In ‘Beauty, Terror and Power’ the author sets the scene of the wide range of influences – nature in all its beauty and the terror of the forces of the earth so prominent in Japan, Shinto, Chinese culture, geomancy and Buddhism. How these have been interpreted during the periods in Japanese history follows, with an emphasis on early prototypes that embody important and enduring characteristics.

Aspects of design are used as themes in several essays: ‘The Hidden, Implied and Imagined’ covers how symbolism is used, gravel becoming the ocean, stones becoming mountains and so on, allowing the viewer’s imagination to create the scene hinted at by the garden maker. ‘In the Japanese garden beauty lies not simply in the thing itself, but in the possibility of what it is able to impart’ (p. 122-123).

‘The Way, Body and Mind’ deals with how a garden is revealed as the viewer walks through a Stroll garden, how it requires engagement of body and mind in doing so. The manner in which garden makers have used the path (or way) to engage the viewer in this journey is well described.

‘Time, Space and the Dry Garden’ discusses the power of the abstract Dry Garden of stone and gravel, perhaps the most commonly associated with Japan. ‘This unlikely form of garden is conceptually challenging, and yet its inanimate nature broadens the intellectual possibility of the garden, giving rise to multiple readings of content, scale and meaning…’ (p. 182).

‘Inner Space: the Courtyard Garden’ explores how enclosed gardens and spaces have been used in the past and their significance in ryokan, Japan’s guest inns. A small space within the machiya house ‘produces a very particular and intense private garden…’ (p. 225).

Religious themes are referenced throughout, but in particular: ‘Expanded Understanding’ in which we read about the influence of the sun and the moon in the garden, relating this to Zen Buddhist thinking, while ‘Zen Challenge: the Unenterable Garden’ beseeches us to ‘enter the garden not with our feet, but with our imaginations’ (p. 156).

‘Duality and Reflection’ describes the use of opposites in the garden, ‘the whole exists only with the mutual reinforcement of duality: ‘being’ and ‘non-being’… heaven and earth, birth and death, time and void, zero and infinity…’ (p. 94), a common thread in many Japanese arts.

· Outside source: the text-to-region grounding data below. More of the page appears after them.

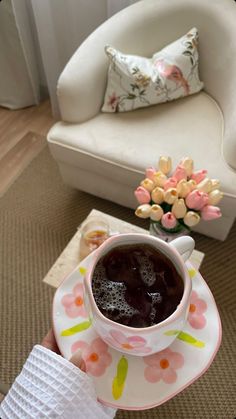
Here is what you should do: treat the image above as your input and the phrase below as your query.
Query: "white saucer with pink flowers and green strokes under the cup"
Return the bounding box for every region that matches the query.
[53,255,221,410]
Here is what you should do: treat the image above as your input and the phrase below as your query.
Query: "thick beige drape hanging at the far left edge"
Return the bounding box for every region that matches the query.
[0,0,39,109]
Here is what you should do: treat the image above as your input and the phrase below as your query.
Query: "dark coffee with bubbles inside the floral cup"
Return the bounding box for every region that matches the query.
[92,243,184,328]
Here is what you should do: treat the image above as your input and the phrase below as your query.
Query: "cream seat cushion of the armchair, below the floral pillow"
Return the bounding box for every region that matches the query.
[48,91,236,202]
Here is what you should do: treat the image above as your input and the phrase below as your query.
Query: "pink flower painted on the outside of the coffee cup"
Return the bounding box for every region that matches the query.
[107,330,151,353]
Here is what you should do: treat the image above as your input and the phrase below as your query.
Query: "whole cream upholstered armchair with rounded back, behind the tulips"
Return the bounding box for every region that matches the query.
[48,0,236,240]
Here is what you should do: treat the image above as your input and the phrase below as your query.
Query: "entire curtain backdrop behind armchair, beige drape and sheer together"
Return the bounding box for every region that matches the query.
[0,0,137,118]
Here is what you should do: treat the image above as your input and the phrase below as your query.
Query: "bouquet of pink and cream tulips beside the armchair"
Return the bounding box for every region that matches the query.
[134,156,223,232]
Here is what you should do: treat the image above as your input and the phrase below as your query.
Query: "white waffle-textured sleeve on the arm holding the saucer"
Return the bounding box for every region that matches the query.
[0,345,116,419]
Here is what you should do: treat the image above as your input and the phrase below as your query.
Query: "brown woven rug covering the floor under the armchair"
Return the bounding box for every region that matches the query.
[0,147,236,419]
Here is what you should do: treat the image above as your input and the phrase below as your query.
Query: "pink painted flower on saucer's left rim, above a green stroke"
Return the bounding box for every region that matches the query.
[61,284,87,318]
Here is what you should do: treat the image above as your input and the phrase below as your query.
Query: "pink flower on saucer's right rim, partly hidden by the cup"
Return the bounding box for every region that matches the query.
[188,291,207,329]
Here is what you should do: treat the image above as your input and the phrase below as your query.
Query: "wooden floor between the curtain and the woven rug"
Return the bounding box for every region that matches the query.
[0,100,55,196]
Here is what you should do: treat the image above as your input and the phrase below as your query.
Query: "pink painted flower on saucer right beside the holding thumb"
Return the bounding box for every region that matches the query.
[71,338,112,377]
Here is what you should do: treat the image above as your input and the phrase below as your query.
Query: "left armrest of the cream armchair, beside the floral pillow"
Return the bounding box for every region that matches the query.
[57,33,108,123]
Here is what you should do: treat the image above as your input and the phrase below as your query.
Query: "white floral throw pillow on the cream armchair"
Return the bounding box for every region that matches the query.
[102,28,203,112]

‘Death, Tea and the Garden’ deals with the Tea Ceremony and Tea Garden, having equal status with the Tea House and the associated wabi sabi aesthetic in the garden.

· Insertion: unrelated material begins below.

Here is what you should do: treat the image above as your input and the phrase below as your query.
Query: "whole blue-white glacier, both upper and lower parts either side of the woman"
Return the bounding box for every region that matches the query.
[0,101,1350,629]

Finally, ‘The Poetry of Plants’ discusses the role of plants in the Japanese garden, strikingly different from that in Western gardens. When plants are used in the Japanese garden ‘they form an indispensable symbolic contribution to the philosophical or poetic vision of the garden’ (p. 242).

At the end of the book are several useful reference sections: on plants found in Japanese gardens, giving the Japanese name in romaji and kanji as well as the western botanical name, a helpful short description of the periods in Japanese history, a comprehensive glossary, bibliography and index.

This is an impressive, informative and very readable book, written with considerable passion from an artistic perspective, providing insights and imagery not usually found in books on Japanese gardens. It should appeal to anyone with an interest in Japanese gardens, or indeed Japanese culture.

On picking up the book it is immediately clear that this is not a typical glossy-image based treatise. It has no dust jacket with photograph, just a plain green hard cover with a circle cut into it, presumably representing the Buddhist ‘window of enlightenment’ as seen at Genko-an, a temple in Kyoto that is described in the book.

Inside there is a background colour coding to distinguish the different contents: grey for the author’s text, white for garden images, green for the reference section and seven different colours for the ‘guest’ essays. This visual identification works well in identifying the multiple elements of the book, and will appeal to those who like to ‘dip in’ or return to sections of particular interest.

The author is a young British Garden Maker with a burgeoning international portfolio. After a degree in Art History and further study in Horticulture, she has the accolade of being the youngest woman to design a Show garden at Chelsea in 2014.